Items on this checklist are meant to provoke discussion among good-faith actors who take their ethical responsibilities seriously. Your teams will document these discussions and decisions for posterity using this section.  You don't have to solve these problems, you just have to acknowledge any potential harm no matter how unlikely.

Here is a [list of real world examples](https://deon.drivendata.org/examples/) for each item in the checklist that can refer to.
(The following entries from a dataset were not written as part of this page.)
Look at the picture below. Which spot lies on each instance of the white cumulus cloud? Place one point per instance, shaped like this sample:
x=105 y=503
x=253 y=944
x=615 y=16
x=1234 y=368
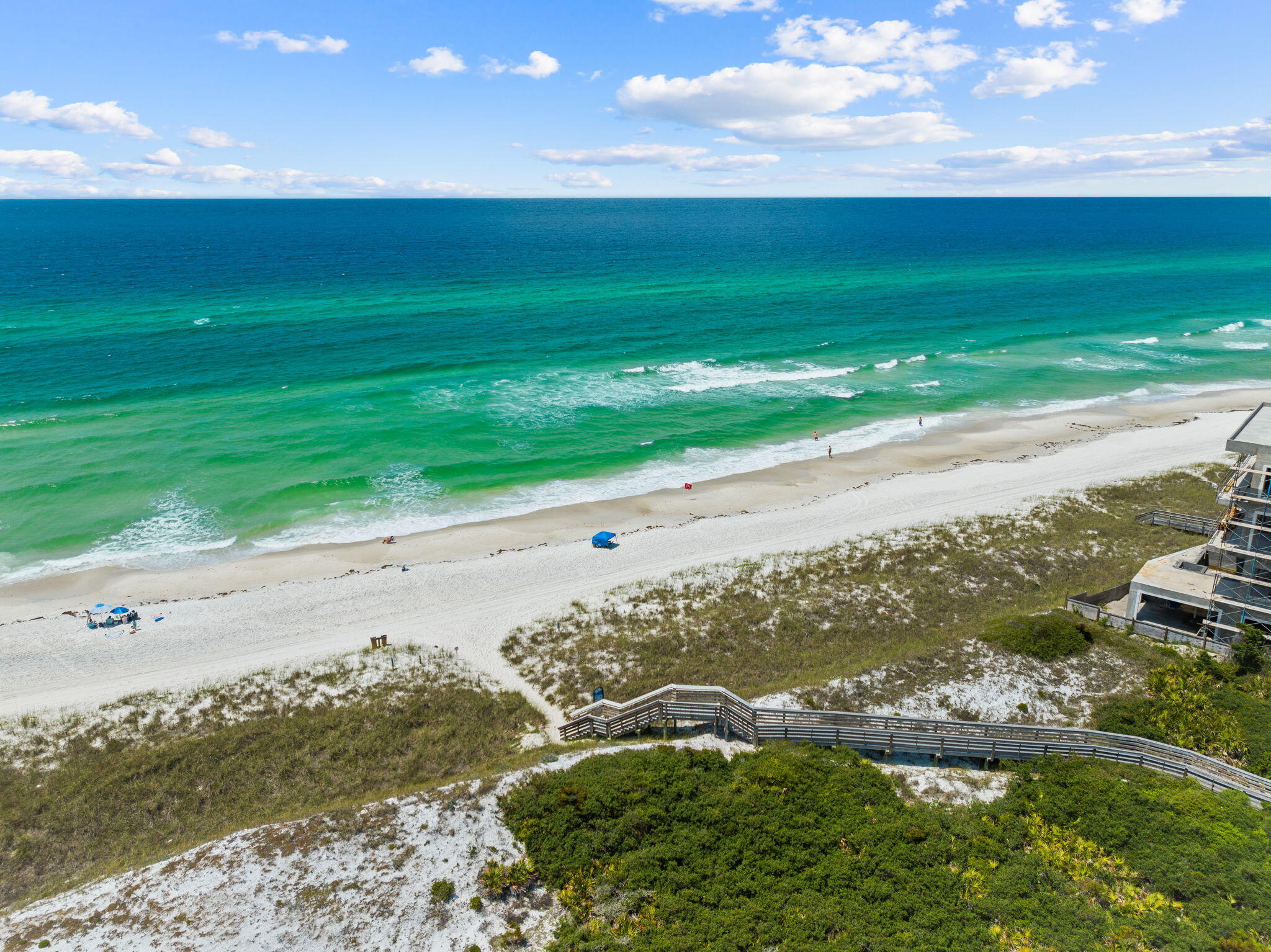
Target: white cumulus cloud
x=680 y=158
x=539 y=66
x=293 y=182
x=783 y=104
x=1028 y=164
x=213 y=139
x=580 y=179
x=439 y=61
x=761 y=91
x=304 y=43
x=1250 y=139
x=1046 y=68
x=891 y=45
x=1043 y=13
x=812 y=134
x=163 y=156
x=61 y=163
x=24 y=106
x=1142 y=12
x=716 y=8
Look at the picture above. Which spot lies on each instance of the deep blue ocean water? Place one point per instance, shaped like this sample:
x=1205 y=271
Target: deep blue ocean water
x=192 y=380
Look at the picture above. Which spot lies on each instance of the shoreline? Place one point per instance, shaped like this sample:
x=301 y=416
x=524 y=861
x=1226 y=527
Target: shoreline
x=284 y=609
x=997 y=438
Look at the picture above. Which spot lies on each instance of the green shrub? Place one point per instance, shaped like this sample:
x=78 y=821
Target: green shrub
x=1051 y=636
x=1250 y=651
x=1126 y=715
x=1201 y=704
x=806 y=848
x=793 y=619
x=441 y=891
x=501 y=879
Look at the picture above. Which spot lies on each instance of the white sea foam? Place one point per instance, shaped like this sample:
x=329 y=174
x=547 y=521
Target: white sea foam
x=178 y=536
x=715 y=377
x=694 y=464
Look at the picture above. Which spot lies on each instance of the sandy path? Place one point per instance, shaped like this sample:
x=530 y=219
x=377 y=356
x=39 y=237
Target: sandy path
x=472 y=604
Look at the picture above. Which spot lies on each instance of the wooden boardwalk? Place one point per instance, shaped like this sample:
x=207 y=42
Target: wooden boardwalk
x=1180 y=520
x=729 y=713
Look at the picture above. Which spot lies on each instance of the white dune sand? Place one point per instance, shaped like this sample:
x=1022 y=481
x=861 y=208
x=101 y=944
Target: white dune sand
x=468 y=586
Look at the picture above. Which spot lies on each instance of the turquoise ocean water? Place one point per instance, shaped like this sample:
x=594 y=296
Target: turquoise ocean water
x=186 y=382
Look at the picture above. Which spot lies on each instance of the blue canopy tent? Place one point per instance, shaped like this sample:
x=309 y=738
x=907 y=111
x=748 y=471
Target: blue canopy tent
x=102 y=616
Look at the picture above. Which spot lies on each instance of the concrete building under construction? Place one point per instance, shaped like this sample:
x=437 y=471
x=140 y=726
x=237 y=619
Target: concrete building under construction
x=1213 y=589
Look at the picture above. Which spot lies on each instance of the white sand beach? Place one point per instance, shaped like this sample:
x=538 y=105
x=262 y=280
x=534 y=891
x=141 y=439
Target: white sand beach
x=469 y=585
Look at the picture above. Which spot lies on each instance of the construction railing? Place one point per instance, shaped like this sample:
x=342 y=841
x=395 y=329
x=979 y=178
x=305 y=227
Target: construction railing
x=730 y=715
x=1180 y=520
x=1089 y=606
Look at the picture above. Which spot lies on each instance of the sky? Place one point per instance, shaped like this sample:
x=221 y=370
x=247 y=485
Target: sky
x=567 y=98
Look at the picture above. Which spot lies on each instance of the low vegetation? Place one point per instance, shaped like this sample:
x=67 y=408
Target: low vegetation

[![Deon badge](https://img.shields.io/badge/ethics%20checklist-deon-brightgreen.svg?style=popout-square)](http://deon.drivendata.org/)

### A. Data Collection
 - [X] **A.1 Informed consent**: If there are human subjects, have they given informed consent, where subjects affirmatively opt-in and have a clear understanding of the data uses to which they consent?
> This study involves human subjects and includes sensitive academic and behavioral data such as sleep duration, GPA, and demographic characteristics. Direct student data collection will require informed consent, which includes a detailed explanation of the study's objectives, the data's purpose, and the fact that participation is entirely voluntary. Participants will be told that participation or non-participation will not have an impact on their academic status.

 - [X] **A.2 Collection bias**: Have we considered sources of bias that could be introduced during data collection and survey design and taken steps to mitigate those?
> Self-reported sleep data may add social desirability bias or recollection bias. Also, there may be systematic differences between students who decide to participate and who do not (e.g., more academically engaged kids). The results will be cautiously interpreted, and these limitations will be noted.

 - [X] **A.3 Limit PII exposure**: Have we considered ways to minimize exposure of personally identifiable information (PII) for example through anonymization or not collecting information that isn't relevant for analysis?
> Personally identifiable information will not be collected or retained. Only the variables necessary for the research question will be included, and all data will be anonymized before analysis.

 - [X] **A.4 Downstream bias mitigation**: Have we considered ways to enable testing downstream results for biased outcomes (e.g., collecting data on protected group status like race or gender)?
> Rather than drawing inferences regarding group differences, demographic characteristics are included in order to adjust for confounding effects. Their inclusion helps prevent erroneous findings caused by omitted variable bias and permits investigation of whether observed connections differ between groups.

### B. Data Storage
 - [X] **B.1 Data security**: Do we have a plan to protect and secure data (e.g., encryption at rest and in transit, access controls on internal users and third parties, access logs, and up-to-date software)?
> Data will be stored on secure, access-restricted systems used for academic research. Only authorized members of the research team will have access to the dataset.

 - [X] **B.2 Right to be forgotten**: Do we have a mechanism through which an individual can request their personal information be removed?
> If data are collected directly from participants, individuals will be informed that they may request removal of their data prior to anonymization and analysis.

 - [X] **B.3 Data retention plan**: Is there a schedule or plan to delete the data after it is no longer needed?
> Data will be retained only for the duration of the course project and deleted afterward in accordance with course and institutional guidelines.

### C. Analysis
 - [X] **C.1 Missing perspectives**: Have we sought to address blindspots in the analysis through engagement with relevant stakeholders (e.g., checking assumptions and discussing implications with affected communities and subject matter experts)?
> This analysis acknowledges that sleep duration is only one of many factors influencing academic performance. Limitations are examined in relation to broader contextual variables like workload, financial stress, mental health, and institutional assistance.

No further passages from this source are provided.